Every product has a story behind it. Our own product has a story with parallels to a famous story in the world of modernist design; I am a designer and builder, but I started first as a photographer; later, a graphic designer; and later than that, an animator. I like to photograph what I design and build, since it will be many people’s only exposure to my work, which is often the case for much of architecture and design. I have also made short educational films which have become popular worldwide. This combination of usually separate disciplines of architectural design, furniture, photography, graphic design, animation, and educational short films, is just one of the elements that makes our story so similar to another; one set in an early stage in the career of design icons, Charles and Ray Eames, described by the Industrial Designers Society of America as “the most influential designer[s] of the 20th Century.” Their maxim was, “Create the best, for the most, for the least.”



6070G floor lamp. 6 foot legs, 7 foot boom, glossy diffuser


Charles and Ray Eames, designed, built, photographed, and made short educational films seemingly unconnected with architecture. While the scale is different, there are further parallels, however frivolous: One of my films in 2010 was 5th most favorited educational youtube video (of all time) in Russia, where the Eames’ once exhibited their spectacle of American life at the 1959 American National Exhibition in Moscow, on behalf of the American government. I have another film about the origin-of-life that was first exhibited at Google NY and Chelsea Art Museum in Manhattan (Ray Eames first exhibited her paintings at the Riverside Museum in Manhattan in 1936). I too, like the Eames’, have made a film that was used to promote the culture of my home country (as the Eames did for the American National Exhibition), in my case, by the British Council, (a government funded body that exists primarily to promote British culture internationally). I too, like the Eames’, designed and built one special house which still gets mentioned in the national and local press several years after completion. I too, have lived and worked in Venice Beach. I too, am not a licensed architect.

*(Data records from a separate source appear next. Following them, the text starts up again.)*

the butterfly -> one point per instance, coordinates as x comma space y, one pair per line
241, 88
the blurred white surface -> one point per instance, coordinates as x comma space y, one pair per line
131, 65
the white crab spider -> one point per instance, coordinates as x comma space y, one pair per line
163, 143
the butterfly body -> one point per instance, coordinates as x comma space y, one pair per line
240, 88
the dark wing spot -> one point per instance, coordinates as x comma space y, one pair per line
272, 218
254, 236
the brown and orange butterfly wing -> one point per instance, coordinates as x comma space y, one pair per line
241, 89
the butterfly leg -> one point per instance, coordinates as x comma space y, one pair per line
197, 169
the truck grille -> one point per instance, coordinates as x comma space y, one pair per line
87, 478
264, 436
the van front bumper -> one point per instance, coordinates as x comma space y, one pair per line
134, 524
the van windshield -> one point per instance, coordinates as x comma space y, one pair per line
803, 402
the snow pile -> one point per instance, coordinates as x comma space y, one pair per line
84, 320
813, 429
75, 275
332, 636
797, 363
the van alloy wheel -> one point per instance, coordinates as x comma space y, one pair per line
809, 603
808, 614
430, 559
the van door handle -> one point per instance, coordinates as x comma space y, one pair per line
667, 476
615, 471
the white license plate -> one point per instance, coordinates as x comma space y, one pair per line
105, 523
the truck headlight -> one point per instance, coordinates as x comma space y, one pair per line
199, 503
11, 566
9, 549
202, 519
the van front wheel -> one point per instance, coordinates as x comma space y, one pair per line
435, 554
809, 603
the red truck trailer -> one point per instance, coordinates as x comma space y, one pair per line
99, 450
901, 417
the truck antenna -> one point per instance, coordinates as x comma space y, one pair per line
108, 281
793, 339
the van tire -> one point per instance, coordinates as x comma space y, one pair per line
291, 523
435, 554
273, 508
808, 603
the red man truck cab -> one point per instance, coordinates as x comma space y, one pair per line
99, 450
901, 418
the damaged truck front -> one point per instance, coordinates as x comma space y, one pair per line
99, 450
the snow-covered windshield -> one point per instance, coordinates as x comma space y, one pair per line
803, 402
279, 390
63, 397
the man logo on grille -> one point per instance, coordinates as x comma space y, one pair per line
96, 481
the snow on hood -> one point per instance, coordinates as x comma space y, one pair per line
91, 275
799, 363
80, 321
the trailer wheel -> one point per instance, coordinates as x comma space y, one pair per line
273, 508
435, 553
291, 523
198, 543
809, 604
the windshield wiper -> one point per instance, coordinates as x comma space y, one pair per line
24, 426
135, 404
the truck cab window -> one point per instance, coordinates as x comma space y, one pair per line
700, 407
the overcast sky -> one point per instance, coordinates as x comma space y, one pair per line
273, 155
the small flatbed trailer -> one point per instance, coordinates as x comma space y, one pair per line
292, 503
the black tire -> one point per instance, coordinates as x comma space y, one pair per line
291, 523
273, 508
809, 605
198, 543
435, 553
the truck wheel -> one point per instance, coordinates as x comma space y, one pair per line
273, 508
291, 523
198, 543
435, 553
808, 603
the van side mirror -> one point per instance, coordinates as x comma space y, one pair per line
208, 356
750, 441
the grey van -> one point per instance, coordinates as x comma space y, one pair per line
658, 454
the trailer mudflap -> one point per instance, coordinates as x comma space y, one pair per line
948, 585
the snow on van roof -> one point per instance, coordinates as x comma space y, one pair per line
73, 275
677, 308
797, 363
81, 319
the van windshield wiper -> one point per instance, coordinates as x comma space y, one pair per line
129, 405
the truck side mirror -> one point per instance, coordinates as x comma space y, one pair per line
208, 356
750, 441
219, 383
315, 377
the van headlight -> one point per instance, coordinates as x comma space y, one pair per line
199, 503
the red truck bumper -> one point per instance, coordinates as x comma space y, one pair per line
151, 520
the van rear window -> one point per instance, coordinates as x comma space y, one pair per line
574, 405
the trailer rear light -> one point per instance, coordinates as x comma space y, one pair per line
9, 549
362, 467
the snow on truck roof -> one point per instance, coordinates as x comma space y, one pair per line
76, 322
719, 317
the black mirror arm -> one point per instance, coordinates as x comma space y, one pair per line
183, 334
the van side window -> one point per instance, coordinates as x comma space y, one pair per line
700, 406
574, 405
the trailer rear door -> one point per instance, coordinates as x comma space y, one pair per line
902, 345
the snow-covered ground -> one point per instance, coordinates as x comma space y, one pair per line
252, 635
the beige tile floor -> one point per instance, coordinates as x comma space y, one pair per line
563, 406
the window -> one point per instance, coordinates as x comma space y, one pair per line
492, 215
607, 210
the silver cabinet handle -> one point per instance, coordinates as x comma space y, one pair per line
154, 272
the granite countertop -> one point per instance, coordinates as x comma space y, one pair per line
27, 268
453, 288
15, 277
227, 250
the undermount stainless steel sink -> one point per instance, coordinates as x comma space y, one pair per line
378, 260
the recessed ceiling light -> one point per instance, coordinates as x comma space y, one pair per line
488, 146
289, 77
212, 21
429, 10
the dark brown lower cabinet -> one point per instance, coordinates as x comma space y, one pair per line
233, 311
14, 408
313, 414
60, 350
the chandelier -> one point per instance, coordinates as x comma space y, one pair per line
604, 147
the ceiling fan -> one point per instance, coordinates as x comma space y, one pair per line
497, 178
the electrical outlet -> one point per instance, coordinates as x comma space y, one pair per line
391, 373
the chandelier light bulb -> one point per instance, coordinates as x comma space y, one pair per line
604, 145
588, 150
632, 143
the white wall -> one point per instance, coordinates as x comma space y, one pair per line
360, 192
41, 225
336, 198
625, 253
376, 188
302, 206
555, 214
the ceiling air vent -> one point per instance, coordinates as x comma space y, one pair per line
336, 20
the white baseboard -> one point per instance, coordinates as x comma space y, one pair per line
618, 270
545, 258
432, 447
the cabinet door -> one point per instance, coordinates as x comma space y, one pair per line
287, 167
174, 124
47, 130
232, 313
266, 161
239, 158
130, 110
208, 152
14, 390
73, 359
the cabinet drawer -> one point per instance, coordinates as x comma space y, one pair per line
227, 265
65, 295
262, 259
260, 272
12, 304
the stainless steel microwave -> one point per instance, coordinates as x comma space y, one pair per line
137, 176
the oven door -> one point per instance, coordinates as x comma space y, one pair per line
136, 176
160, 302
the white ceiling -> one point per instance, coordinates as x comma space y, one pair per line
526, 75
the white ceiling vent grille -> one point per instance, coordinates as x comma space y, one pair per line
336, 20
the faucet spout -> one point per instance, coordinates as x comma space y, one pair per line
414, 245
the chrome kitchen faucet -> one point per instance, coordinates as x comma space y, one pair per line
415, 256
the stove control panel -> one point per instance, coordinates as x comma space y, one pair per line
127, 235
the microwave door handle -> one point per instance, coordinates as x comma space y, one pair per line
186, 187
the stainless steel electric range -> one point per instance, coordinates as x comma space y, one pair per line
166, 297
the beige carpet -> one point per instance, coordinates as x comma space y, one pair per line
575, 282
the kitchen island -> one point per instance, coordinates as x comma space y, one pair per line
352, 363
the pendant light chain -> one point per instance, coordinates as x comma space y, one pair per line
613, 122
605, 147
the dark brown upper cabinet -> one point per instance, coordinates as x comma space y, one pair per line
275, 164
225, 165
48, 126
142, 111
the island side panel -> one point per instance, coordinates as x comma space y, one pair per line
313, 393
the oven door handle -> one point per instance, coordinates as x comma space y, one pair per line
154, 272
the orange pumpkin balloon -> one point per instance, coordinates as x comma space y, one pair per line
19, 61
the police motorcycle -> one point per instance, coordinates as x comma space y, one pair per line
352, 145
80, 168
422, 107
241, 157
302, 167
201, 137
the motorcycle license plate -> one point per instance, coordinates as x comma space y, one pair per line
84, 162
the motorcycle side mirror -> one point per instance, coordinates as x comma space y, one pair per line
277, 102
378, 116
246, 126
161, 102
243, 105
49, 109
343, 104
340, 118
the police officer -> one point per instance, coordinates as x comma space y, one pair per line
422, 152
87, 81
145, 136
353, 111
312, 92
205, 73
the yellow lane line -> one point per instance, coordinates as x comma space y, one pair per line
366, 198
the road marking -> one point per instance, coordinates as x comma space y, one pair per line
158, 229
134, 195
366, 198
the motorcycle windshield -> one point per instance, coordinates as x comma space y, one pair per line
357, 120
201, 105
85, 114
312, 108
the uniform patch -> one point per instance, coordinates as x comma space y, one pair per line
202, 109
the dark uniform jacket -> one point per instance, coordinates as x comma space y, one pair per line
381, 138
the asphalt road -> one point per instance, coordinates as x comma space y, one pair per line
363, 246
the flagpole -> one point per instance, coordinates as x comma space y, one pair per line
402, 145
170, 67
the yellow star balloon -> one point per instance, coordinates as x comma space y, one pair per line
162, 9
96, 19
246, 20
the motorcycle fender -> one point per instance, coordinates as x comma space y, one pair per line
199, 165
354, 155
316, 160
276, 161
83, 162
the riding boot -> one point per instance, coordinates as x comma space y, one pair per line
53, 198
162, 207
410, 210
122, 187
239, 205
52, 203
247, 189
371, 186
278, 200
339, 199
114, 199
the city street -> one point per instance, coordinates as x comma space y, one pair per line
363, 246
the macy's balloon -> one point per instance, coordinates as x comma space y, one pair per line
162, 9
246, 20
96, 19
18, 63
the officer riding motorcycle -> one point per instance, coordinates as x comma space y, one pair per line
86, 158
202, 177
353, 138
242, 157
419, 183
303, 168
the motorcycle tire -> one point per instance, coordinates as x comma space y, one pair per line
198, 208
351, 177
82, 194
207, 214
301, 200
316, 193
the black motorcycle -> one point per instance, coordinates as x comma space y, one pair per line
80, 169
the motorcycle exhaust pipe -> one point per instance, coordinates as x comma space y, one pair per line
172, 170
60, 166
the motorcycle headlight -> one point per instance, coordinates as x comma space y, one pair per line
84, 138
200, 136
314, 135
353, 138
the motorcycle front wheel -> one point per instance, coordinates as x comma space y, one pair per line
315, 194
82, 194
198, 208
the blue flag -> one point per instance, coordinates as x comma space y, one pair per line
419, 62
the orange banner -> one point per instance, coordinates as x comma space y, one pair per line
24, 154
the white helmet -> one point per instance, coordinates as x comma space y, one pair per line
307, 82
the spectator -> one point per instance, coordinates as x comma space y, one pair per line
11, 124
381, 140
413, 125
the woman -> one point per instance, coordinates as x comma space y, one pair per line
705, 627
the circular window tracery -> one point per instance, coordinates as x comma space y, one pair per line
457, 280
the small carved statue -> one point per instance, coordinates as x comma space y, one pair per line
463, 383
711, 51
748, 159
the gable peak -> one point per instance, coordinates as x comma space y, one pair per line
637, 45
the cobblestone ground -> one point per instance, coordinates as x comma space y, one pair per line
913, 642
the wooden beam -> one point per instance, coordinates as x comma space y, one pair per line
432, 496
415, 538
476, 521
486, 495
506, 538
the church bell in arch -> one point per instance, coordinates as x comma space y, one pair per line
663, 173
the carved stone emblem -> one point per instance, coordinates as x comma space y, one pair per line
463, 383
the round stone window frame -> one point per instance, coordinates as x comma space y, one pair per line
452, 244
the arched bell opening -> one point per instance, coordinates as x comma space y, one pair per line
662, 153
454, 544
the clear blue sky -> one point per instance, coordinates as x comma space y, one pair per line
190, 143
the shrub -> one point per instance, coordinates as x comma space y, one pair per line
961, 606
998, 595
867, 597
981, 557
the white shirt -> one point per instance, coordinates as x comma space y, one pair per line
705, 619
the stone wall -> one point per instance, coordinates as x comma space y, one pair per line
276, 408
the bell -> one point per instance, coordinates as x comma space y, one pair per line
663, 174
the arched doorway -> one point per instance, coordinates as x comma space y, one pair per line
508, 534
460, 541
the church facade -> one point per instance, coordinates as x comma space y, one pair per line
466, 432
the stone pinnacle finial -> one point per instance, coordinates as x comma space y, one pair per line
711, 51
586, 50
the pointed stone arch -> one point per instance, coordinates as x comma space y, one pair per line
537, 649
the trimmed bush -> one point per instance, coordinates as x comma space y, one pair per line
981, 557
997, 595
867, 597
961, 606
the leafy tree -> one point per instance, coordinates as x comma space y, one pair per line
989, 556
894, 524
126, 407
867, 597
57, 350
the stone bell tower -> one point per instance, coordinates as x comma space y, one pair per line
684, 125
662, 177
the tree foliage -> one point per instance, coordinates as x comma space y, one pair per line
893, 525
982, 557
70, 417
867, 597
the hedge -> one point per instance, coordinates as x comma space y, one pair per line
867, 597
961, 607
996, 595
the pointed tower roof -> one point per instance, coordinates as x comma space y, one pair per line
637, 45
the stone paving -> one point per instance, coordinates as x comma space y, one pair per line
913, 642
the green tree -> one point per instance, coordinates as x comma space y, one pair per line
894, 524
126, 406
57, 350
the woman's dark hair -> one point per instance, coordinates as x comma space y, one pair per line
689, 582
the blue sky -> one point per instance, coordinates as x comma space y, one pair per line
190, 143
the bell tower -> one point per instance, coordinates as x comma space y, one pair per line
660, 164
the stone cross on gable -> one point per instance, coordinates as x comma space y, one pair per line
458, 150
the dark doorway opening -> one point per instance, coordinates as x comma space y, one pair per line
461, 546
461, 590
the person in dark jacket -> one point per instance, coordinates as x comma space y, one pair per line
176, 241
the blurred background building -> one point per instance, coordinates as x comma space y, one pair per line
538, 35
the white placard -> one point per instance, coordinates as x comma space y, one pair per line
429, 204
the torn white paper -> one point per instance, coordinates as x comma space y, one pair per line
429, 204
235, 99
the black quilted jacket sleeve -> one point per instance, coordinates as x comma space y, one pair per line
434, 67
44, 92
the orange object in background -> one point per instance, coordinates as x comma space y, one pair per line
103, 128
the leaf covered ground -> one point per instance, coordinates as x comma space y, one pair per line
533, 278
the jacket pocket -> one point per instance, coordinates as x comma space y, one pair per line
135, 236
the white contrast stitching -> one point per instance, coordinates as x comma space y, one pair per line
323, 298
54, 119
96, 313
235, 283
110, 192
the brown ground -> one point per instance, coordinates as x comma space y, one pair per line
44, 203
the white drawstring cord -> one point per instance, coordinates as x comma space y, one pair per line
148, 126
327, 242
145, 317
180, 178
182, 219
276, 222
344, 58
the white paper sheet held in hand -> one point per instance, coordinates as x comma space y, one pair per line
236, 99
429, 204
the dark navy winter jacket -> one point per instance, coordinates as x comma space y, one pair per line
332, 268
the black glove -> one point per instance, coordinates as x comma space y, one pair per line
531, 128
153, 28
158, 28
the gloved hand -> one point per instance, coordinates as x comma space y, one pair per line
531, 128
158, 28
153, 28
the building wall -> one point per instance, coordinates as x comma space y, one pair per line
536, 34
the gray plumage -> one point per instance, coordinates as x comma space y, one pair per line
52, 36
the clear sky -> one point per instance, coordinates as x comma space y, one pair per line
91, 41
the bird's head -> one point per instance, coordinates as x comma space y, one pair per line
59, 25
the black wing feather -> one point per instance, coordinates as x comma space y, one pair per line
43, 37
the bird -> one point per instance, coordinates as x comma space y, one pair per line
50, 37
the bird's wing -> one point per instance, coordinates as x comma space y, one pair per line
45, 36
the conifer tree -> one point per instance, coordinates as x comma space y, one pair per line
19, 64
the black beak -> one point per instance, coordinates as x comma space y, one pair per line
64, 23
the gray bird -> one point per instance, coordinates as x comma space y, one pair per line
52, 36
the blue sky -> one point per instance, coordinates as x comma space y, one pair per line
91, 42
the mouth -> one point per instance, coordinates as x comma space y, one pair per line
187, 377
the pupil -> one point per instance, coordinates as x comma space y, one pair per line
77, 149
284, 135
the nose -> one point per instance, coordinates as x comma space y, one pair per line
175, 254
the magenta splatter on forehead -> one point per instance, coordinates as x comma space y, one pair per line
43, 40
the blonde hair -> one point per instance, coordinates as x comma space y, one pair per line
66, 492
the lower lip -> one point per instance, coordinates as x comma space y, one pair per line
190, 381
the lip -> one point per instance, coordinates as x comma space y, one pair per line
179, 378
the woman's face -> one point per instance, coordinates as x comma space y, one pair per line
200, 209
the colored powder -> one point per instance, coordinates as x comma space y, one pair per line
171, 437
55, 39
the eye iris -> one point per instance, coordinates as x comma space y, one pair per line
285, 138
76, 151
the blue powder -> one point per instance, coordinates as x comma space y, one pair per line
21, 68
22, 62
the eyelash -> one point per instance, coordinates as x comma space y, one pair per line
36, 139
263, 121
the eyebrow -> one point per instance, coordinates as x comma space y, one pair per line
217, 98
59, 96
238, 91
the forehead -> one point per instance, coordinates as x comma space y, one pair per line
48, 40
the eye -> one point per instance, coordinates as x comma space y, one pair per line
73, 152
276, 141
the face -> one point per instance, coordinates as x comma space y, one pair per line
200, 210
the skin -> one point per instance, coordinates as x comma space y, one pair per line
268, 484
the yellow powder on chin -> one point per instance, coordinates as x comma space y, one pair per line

6070G floor lamp. 6 foot legs, 7 foot boom, glossy diffuser


In 2011, I met Burton Landhuis, who produced a business plan along with funding for me to design and build furniture. “What kind of furniture do you think I should produce?” I asked him. He considered the question for a moment and replied, “Your kind of furniture.” I didn’t think at the time that I had a ‘kind’ of furniture, but when he said those words, it dawned on me that I had made a lot of furniture, including for my own home. Even so, making my own ‘kind’ of furniture up to that point, was a genuinely new idea to me. “Your name is Simon and my name is Landhuis. We’ll call the company Si-Huis.” Not yet aware of whether he already knew about the precursor to modernism, the Bauhaus movement, or whether it was a lucky or auspicious coincidence, I just said “Okay.” Up until this point I had considered Burton, to be possibly the most critical person I’d ever met; somebody who was exceptionally kind and polite, but also somebody that could find fault in almost anything you might think of. So when he told me in so many words that I could design furniture that was genuinely new and worthwhile, I believed him.



6070R floor lamp. 6 foot legs, 7 foot boom, parabolic reflector


I decided to design and build a floor lamp. A simple object, just like a cigarette-lighter or a pair of spectacles, which provide so much greater function than nature previously allowed. It’s consistently dark, half the time here on planet Earth. Even so, most consumers are prepared to buy lighting with little consideration of its lighting quality, and more consideration for its appearance. The objective I set out with, was to produce an affordable domestic lamp that would produce the same quality lighting as a photographic studio, so that beautiful lighting could be something we experience every day, and not just the briefest of moments, in photographs. I’ve always noticed the disparity between photographic and domestic lighting. Based on my experience as a photographer, I knew that even an empty room could be made to feel warm, inviting and secure, with light alone. Before we had buildings and homes, we had a fire to gather around to keep us warm and safe. I considered this to be one of the foundations of the human experience. I decided that the ideal lamp would provide the most clarity, the most comfort, and the most efficient use of light and energy possible.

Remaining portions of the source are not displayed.